Pratama berdiri di pematang sawah, takut untuk melangkah. Pematang itu begitu sempit, bagaimana jika dia tdak bisa menjaga keseimbangannya?

Sementara itu di belakangnya, Wulan menunggu dengan gusar. "Aku bisa terlambat, Ki Danu akan marah-marah!" Kalimat yang membuat Pratama menoleh tidak suka. Antara harga diri dan malu, Pratama melangkah dan benar saja, dia jatuh ke dalam kubangan lumpur sawah.

Sementara itu Wulan melenggang tak peduli dan melanjutkan perjalanannya yang terhambat karena Pratama. Dia sama sekali tidak berniat membantu Pratama. Yang terpenting sekarang adalah mengantarkan makanan tepat waktu.

Pratama berdiri dengan susah payah, dia mengutuk gadis itu dalam hati. Kenapa dia mau saja disuruh untuk ikut dengan gadis itu. Berjalan tertatih ke parit yang mengalirkan air bening di dekat petak sawah, Pratama menceburkan dirinya. Setelah memastikan bajunya bersih, dia dengan pelan-pelan menyusuri pematang sawah itu.

"Ki Danu, ini untuk makan siangnya." Wulan meletakkan bakul di amben bambu di tengah gubuk.

"Bukankah seharusnya Pratama ikut denganmu? Di mana bocah itu?" Ki Danu menatap pematang sawah dan melihat cucunya itu berjalan dari kejauhan.

"Dia tadi terjatuh di dekat parit sebelah sana." Wulan menunjuk ke arah kedatangan Pratama yang basah kuyup.
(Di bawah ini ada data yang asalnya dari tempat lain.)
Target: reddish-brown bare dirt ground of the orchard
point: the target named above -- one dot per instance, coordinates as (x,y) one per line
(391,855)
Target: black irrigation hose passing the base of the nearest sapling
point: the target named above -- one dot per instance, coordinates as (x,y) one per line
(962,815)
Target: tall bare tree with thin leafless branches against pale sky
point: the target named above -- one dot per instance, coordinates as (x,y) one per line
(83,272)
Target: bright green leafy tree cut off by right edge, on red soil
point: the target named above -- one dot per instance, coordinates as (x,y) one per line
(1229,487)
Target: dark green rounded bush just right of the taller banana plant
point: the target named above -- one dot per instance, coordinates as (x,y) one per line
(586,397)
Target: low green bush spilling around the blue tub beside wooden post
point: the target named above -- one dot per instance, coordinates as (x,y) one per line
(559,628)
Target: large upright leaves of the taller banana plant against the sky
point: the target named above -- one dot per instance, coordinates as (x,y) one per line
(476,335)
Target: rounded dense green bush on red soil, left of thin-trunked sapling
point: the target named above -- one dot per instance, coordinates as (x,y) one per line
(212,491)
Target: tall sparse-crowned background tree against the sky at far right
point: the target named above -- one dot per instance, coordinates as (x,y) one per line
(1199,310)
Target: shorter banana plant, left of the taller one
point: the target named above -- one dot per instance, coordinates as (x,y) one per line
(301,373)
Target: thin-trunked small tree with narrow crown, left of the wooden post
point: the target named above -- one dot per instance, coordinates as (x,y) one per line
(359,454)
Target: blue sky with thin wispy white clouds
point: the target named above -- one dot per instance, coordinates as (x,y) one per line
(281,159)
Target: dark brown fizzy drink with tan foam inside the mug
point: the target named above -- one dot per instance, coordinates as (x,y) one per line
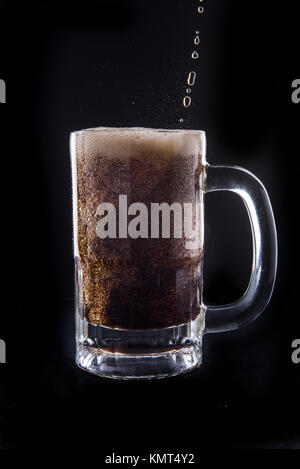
(142,283)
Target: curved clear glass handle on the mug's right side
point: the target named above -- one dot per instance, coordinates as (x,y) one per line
(264,265)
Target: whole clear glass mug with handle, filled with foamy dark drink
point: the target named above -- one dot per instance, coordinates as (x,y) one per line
(138,213)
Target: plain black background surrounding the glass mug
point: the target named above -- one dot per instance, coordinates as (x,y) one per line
(69,66)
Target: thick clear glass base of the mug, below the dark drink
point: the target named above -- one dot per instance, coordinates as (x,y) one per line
(139,354)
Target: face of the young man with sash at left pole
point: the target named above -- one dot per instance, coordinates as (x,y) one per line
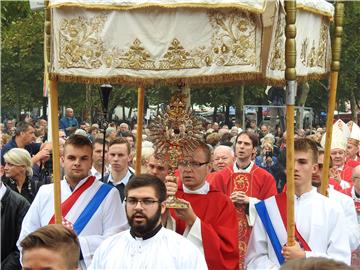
(77,162)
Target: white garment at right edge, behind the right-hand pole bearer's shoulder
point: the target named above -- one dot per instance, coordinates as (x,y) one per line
(348,207)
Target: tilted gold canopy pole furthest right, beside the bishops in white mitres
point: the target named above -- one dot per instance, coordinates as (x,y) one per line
(335,67)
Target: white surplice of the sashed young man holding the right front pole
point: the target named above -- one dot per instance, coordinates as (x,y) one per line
(318,219)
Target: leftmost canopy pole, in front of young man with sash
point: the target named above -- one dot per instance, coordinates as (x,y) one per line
(54,117)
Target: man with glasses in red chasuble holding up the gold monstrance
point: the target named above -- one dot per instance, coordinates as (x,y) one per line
(210,219)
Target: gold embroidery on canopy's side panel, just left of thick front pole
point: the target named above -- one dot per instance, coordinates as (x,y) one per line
(277,61)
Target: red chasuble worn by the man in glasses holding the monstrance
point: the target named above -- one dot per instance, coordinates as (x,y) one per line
(218,228)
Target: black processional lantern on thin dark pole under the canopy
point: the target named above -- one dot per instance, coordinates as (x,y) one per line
(105,91)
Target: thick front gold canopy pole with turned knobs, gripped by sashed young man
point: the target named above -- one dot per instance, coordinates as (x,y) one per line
(290,76)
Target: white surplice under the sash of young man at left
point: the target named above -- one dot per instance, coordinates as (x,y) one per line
(109,218)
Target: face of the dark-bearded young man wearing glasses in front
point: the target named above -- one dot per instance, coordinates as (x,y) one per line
(143,217)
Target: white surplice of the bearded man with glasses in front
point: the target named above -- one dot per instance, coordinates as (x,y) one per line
(165,250)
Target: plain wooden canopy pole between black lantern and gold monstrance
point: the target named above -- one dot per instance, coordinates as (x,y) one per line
(139,129)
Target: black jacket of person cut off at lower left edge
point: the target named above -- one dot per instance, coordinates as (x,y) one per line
(13,209)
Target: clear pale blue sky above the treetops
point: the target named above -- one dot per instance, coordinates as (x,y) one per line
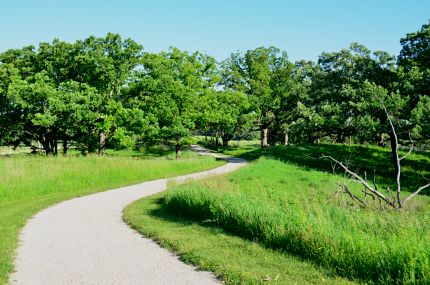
(304,28)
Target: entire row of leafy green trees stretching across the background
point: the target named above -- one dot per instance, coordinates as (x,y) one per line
(107,92)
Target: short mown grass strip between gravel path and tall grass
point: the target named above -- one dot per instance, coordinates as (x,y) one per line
(235,260)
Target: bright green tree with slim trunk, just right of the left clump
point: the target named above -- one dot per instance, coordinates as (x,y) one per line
(168,90)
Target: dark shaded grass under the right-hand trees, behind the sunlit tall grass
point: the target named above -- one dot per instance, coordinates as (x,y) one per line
(362,159)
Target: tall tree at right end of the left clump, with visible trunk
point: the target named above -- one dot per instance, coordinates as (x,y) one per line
(106,64)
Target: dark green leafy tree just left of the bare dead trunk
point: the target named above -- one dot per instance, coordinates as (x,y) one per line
(334,105)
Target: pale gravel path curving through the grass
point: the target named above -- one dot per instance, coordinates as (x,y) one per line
(85,241)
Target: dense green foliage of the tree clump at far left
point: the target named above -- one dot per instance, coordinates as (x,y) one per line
(67,92)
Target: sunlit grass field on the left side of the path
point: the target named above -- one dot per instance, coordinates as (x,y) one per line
(29,184)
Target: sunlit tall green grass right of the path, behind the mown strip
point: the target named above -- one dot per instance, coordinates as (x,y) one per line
(288,207)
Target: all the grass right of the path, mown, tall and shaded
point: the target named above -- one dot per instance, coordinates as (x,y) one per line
(285,204)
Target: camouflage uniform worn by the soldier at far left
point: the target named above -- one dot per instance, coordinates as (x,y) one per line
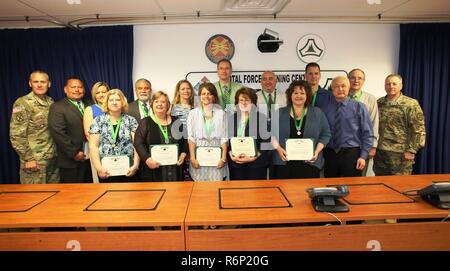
(31,139)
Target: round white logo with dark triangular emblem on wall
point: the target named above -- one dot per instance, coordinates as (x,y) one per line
(310,48)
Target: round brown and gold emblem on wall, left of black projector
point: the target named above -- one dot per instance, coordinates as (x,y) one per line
(219,47)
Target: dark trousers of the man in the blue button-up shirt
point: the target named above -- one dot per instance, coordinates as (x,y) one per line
(341,164)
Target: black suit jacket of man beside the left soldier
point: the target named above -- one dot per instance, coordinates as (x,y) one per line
(65,123)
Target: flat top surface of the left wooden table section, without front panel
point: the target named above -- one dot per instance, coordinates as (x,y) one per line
(113,204)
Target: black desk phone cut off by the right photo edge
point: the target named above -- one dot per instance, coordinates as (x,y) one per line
(438,194)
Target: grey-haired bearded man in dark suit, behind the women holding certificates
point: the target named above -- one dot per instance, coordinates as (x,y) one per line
(141,108)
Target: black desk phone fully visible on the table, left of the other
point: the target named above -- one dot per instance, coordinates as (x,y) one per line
(326,199)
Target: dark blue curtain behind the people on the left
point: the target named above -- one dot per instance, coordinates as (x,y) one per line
(93,54)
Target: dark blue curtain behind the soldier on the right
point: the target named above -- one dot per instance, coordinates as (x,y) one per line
(424,64)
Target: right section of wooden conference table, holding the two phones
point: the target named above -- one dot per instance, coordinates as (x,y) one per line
(278,215)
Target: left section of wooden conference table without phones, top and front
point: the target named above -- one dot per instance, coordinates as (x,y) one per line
(119,216)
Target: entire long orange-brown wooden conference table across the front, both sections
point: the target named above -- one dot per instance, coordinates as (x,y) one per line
(230,215)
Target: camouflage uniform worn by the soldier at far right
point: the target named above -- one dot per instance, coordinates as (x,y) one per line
(402,129)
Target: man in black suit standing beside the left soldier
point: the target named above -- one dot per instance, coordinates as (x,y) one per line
(65,123)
Ki Danu tertawa mendengarnya. Cucunya itu terlalu lama berada di kota, sehingga tak tahu bagaimana berjalan di pematang sempit, dia terbiasa dengan jalan lebar di kota.

"Kenapa kau meninggalkanku?" Pratama berteriak tak terima.

"Bagaimana bisa aku membantumu, aku membawa bakul, dan jika terlambat, aku yang akan dimarahi Ki Danu yang lapar." Wulan meminta pendapat Ki Danu dengan menatap laki-laki tua yang kini tertawa terbahak-bahak melihat cucunya basah kuyup dan kotor oleh lumpur.

"Sudah-sudah. Ayo makan, Wulan, tunggulah di sini. Nanti setelah makan, ajak anak kota ini untuk berkeliling," ujar Ki Danu membuat Wulan dan Pratama mendelik bersamaan.

"Kenapa aku?" Wulan bertanya tak terima.

"Iya, kenapa dia?" Pratama menimpali dengan tidak kalah terima.

"Karena cuma kau yang punya waktu luang, makan siang pasti sudah disiapkan Mbok Darmi, jadi tidak usah beralasan kau membantunya. Dan lagi, kalian sebaya, aku rasa kalian akan cocok menjadi teman," papar Ki Danu membuat keduanya membuang muka.